The problems arise on matters of scale. As the investors get richer, they maybe gain too much power over the potters--they may start dictating wages, designs, poor materials, forcing these skilled people to make cheap junk that easily breaks or isn't beautiful and unique; or maybe the pottery has a down period, sales fall off and the investors take advantage of this to renegotiate the investment greatly to the disadvantage of the potters; or maybe the potters get successful and collude with the investors to buy up every pottery in town, put the others out of business, and start jacking up the price of pots to unfair levels because they have a monopoly. They hire "security" who break any "foreign" pots they see for sale and bully little street potters who make a few hand-thrown pots and sell them on their front stoop to feed their starving children. The potters in the next big city are angered that their pots can't be sold in city no. 1 any more, so they and their investors go to the local baron or king and demand justice, and that personage sends an army to city no. 1, etc.
Or, to take a simpler example: A tribe of fishermen pool their skills, materials and tools to build a canoe for everyone's use. Everybody is suppose to get use of this canoe to fish in the ocean; the canoe is just big enough for one fisherman and one or two sons or daughters who are in training. The fish are the return on their investment. But, say, one fisherman feels that he contributed more skill and time to building the canoe than anyone else, and every time the others go to use the canoe, they find it gone. The fisherman who feels that he "owns" more of it than them is always using it, and bringing back big catches which he requires them to pay for, with other goods or labor. Clearly, it's time for a tribal council--the way such disputes are handled by indigenous tribes, in relatively small-scale communities. But we can see that the "capitalist" problem here is that this one fisherman's behavior could result in the starvation of his tribesmen if they do not agree to his terms. He has control of the canoe and he can go elsewhere to find markets for his big fish catches.

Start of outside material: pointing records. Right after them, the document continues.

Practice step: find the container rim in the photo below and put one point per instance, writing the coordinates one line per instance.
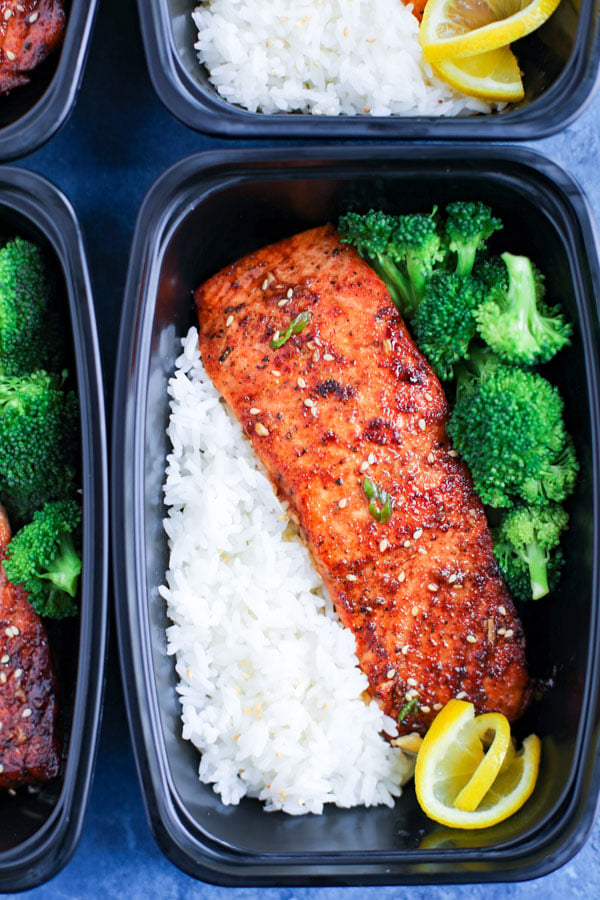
(49, 114)
(40, 857)
(204, 110)
(175, 830)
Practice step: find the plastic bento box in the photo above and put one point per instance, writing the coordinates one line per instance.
(30, 115)
(559, 62)
(39, 829)
(204, 213)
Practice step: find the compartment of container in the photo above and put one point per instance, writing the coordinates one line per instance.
(559, 64)
(31, 113)
(40, 827)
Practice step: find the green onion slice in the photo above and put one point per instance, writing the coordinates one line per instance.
(297, 325)
(380, 505)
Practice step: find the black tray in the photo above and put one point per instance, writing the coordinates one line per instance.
(203, 213)
(31, 114)
(560, 64)
(40, 830)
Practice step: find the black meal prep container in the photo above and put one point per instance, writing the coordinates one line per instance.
(560, 65)
(39, 830)
(32, 114)
(205, 212)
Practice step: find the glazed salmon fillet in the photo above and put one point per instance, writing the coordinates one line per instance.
(347, 406)
(29, 31)
(30, 745)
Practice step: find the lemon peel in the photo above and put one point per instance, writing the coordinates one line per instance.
(452, 29)
(493, 76)
(449, 765)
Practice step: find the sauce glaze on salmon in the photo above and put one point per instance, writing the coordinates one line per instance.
(350, 397)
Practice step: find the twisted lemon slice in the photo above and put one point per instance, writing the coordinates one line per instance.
(490, 76)
(452, 29)
(461, 785)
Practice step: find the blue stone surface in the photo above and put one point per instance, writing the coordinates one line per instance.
(118, 140)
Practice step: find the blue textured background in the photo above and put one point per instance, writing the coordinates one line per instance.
(117, 142)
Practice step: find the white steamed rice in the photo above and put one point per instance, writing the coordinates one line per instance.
(269, 682)
(327, 57)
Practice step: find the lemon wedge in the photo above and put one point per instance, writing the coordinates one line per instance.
(459, 784)
(493, 76)
(452, 29)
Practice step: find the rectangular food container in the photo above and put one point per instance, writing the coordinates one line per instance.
(32, 114)
(39, 830)
(202, 214)
(560, 65)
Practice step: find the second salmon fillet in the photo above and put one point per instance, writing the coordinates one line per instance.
(345, 406)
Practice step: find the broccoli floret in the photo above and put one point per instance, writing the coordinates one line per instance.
(38, 442)
(444, 323)
(416, 244)
(515, 322)
(491, 270)
(403, 250)
(525, 544)
(468, 227)
(29, 333)
(42, 558)
(507, 425)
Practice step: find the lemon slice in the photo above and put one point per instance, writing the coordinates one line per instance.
(448, 770)
(452, 29)
(494, 75)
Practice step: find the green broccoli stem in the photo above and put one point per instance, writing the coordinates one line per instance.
(65, 568)
(465, 259)
(417, 276)
(400, 288)
(537, 560)
(522, 293)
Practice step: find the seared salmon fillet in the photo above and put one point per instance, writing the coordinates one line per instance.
(29, 734)
(29, 31)
(345, 407)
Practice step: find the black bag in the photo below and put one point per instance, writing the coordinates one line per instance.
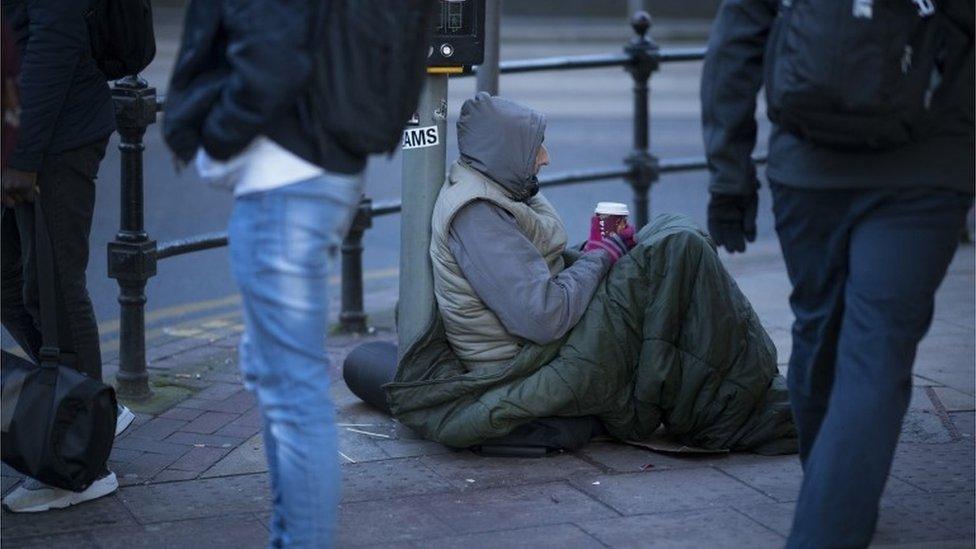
(58, 425)
(367, 72)
(121, 36)
(856, 75)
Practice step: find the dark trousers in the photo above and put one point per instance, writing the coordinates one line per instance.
(67, 183)
(865, 265)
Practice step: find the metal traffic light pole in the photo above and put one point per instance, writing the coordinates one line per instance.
(423, 175)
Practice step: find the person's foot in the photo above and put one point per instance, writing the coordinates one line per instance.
(125, 417)
(33, 496)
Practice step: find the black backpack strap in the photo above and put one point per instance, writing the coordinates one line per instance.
(46, 282)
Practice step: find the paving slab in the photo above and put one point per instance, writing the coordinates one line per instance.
(946, 356)
(964, 422)
(236, 532)
(102, 513)
(514, 507)
(358, 447)
(209, 422)
(73, 540)
(713, 528)
(560, 535)
(387, 521)
(390, 478)
(674, 490)
(623, 458)
(780, 477)
(894, 523)
(953, 512)
(245, 459)
(954, 400)
(198, 460)
(461, 468)
(936, 467)
(195, 499)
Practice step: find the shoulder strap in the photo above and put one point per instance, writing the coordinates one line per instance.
(44, 251)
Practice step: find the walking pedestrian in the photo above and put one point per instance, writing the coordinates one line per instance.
(871, 171)
(244, 106)
(65, 119)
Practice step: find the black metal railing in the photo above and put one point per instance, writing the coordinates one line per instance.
(133, 255)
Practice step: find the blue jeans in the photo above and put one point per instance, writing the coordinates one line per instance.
(282, 242)
(865, 265)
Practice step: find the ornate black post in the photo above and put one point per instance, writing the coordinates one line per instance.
(643, 165)
(352, 318)
(132, 255)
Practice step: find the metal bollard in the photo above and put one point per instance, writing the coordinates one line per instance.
(352, 318)
(644, 170)
(132, 255)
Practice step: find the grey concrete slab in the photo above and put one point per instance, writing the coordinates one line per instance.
(198, 460)
(557, 536)
(946, 356)
(463, 467)
(514, 507)
(955, 401)
(936, 467)
(713, 528)
(357, 447)
(387, 521)
(623, 458)
(389, 479)
(195, 499)
(674, 490)
(953, 512)
(780, 477)
(245, 459)
(894, 523)
(964, 423)
(224, 532)
(397, 448)
(102, 513)
(73, 540)
(925, 427)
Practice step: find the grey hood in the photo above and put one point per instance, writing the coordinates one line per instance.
(500, 139)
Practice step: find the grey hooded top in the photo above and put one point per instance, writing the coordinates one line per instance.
(500, 139)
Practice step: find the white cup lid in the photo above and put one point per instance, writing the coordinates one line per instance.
(611, 208)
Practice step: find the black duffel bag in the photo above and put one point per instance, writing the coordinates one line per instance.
(58, 425)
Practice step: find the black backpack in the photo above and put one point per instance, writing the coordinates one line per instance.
(855, 74)
(369, 65)
(121, 36)
(58, 425)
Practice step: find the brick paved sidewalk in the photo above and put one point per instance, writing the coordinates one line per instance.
(193, 472)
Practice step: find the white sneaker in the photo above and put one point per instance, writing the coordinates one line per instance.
(124, 419)
(33, 496)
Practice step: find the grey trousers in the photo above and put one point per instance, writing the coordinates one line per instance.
(67, 183)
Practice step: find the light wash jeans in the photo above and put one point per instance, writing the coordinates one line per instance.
(282, 243)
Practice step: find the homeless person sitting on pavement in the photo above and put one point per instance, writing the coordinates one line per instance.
(640, 331)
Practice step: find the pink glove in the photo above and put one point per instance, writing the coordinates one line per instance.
(616, 245)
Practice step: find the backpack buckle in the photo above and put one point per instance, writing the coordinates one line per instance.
(925, 7)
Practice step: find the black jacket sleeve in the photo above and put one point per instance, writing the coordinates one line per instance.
(270, 63)
(731, 78)
(57, 39)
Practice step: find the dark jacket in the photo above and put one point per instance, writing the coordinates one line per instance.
(733, 74)
(240, 73)
(65, 100)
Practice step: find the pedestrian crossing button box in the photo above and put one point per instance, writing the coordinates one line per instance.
(459, 36)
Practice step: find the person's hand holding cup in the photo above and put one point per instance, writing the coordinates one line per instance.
(610, 230)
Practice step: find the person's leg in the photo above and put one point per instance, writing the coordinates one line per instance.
(67, 183)
(813, 232)
(16, 318)
(281, 244)
(898, 256)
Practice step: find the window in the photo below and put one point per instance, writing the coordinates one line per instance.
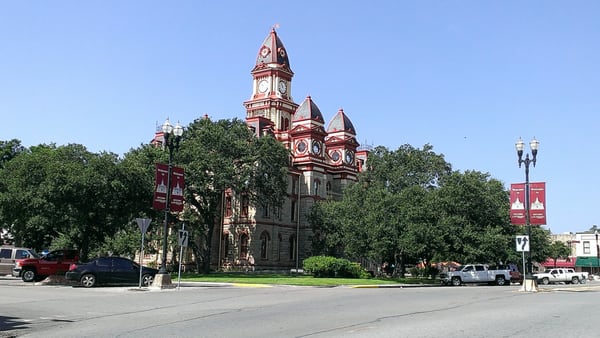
(104, 262)
(586, 248)
(225, 246)
(245, 203)
(279, 241)
(6, 253)
(122, 264)
(243, 246)
(292, 247)
(293, 211)
(264, 245)
(228, 206)
(22, 254)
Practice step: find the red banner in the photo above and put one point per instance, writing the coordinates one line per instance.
(517, 204)
(537, 203)
(177, 186)
(159, 202)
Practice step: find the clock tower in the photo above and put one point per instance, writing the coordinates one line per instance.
(271, 107)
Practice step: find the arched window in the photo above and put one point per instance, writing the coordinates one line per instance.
(292, 247)
(279, 242)
(244, 246)
(317, 186)
(225, 246)
(265, 240)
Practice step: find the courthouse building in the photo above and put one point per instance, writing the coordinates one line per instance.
(325, 159)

Government control--of, by, for the people--and socialist principles--are needed to temper human enterprise, so that it produces the essential needs of the tribe, city or nation, produces a pleasing variety of high quality goods at reasonable prices, and to help insure fairness, enforcement of agreements and contracts, and so on. While capitalism is just a system for people to pool their resources to accomplishment something--generally infrastructure that will yield profit--socialism is sharing (workers sharing the work and the profits and jointly owning the enterprise; or workers and owners sharing responsibilities and benefits equitably; everyone paying taxes for the common good; everyone focused on the greater good). Socialism has more of the values of the family than does capitalism. Capitalism can be useful or ruthless, depending on how it is tempered by these other forces. Socialism can be tyrannical if based on the all-powerful-father (i.e., Stalinism--brutal enforcement of the "common good" which doesn't produce good because it is based on the individual ego of the tyrant)), but if based on a more equitable family model, is a civilizing force with values of altruism, self-sacrifice and generosity. In a well-ordered family, everyone works for the common good of the family, and the young, the weak, the elderly are all taken care of, even if they are not "productive" because, well, they love each other. That's what socialism comes down to: do you "love your brother" or not? do you see your fellow and sister citizens as kin? is it "dog eat dog" or "we're all in this together"?

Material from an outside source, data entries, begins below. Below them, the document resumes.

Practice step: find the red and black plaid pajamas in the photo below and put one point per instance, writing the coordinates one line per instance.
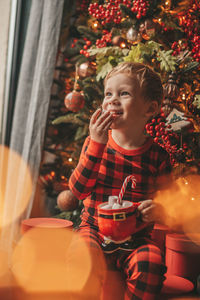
(100, 173)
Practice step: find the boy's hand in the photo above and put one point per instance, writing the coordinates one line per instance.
(146, 208)
(100, 122)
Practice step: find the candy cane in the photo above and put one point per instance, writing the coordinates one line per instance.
(124, 185)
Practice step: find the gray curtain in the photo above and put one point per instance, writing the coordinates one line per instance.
(31, 109)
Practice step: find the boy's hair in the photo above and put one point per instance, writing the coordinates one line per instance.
(146, 78)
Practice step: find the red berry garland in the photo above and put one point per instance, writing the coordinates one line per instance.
(110, 12)
(163, 135)
(140, 7)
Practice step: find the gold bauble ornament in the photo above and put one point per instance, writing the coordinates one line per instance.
(85, 69)
(67, 201)
(133, 35)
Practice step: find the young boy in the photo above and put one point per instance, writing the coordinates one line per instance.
(118, 147)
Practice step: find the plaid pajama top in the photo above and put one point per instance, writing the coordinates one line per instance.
(102, 169)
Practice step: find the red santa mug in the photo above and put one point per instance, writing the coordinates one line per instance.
(117, 224)
(118, 221)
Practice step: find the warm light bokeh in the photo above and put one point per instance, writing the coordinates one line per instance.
(15, 186)
(180, 206)
(55, 263)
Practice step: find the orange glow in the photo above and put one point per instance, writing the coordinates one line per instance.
(55, 262)
(15, 186)
(6, 278)
(180, 206)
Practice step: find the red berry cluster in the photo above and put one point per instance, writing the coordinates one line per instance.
(73, 44)
(190, 24)
(82, 5)
(84, 51)
(106, 38)
(140, 7)
(162, 135)
(108, 13)
(176, 48)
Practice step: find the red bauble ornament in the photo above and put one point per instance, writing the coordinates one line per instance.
(74, 101)
(67, 201)
(85, 69)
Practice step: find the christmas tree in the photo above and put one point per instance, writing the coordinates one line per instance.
(97, 35)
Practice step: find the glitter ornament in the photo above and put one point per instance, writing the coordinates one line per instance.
(74, 101)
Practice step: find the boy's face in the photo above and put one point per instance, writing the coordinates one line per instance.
(122, 99)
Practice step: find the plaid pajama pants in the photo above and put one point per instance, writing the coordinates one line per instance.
(143, 267)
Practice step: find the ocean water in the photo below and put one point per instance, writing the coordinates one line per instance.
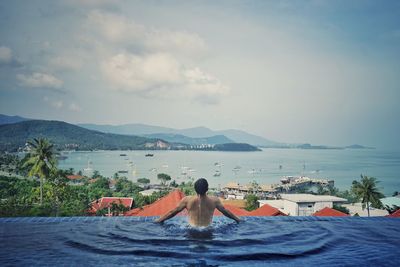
(343, 166)
(258, 241)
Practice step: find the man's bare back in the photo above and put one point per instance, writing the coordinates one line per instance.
(200, 210)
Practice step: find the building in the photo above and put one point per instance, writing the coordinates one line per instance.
(107, 202)
(234, 190)
(328, 212)
(391, 202)
(267, 210)
(302, 204)
(356, 208)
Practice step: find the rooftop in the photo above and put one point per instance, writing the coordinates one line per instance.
(330, 212)
(391, 201)
(299, 198)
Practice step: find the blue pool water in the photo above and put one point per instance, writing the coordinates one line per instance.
(281, 241)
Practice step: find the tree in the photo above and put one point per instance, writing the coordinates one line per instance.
(367, 192)
(251, 202)
(41, 161)
(143, 180)
(163, 178)
(174, 184)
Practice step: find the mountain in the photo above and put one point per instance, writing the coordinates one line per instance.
(178, 138)
(357, 146)
(5, 119)
(64, 136)
(13, 137)
(237, 136)
(135, 128)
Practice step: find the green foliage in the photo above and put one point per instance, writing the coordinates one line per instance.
(65, 136)
(163, 178)
(251, 202)
(367, 192)
(115, 209)
(143, 180)
(41, 160)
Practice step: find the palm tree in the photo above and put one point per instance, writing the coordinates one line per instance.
(367, 191)
(41, 160)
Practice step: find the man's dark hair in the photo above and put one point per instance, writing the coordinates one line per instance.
(201, 186)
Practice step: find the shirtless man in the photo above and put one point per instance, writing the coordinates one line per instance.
(200, 208)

The capitalist potters might instigate a war, to get control of the entire market. The capitalist fisherman might abandon tribal values for profit. Enter government.
Government--which oversees these economic/financial systems--can be good or bad, productive or counter-productive--with democracy as the best system thus far devised for producing a government that tends to the "common good" and fairly balances different interests. Human beings have often resorted to some form of Kingship, in the past, to be the repository of the society's values (starting with the sacredness of the land) and the regulator of different interests. Democracy--specifically the American Revolution--replaced the sovereignty of the king with the sovereignty of the people. The People--as a collective entity--are supposed to be The Ruler. This concept invests individual citizens with rights, dignity and power--in theory. The People in turn empower the government to balance capitalist enterprise and creativity with socialist policies that hold society together and foster the higher values of altruism and love, and to settle disputes and keep things orderly, safe, livable and useful for the "common good" --for instance, building roads, schools and hospitals, providing emergency services, creating a court system, instituting fair taxation, regulating land use and environmental impacts, keeping lead out of the pots of the potters, curtailing their monopoly, sending diplomats back and forth to avoid a war, helping the other fisherman build a second canoe, maybe commissioning the greedy fisherman to find new markets for the tribe and dickering with him over his cut--like that, an objective force, empowered by the people of a community, city or nation, to act in their best interest.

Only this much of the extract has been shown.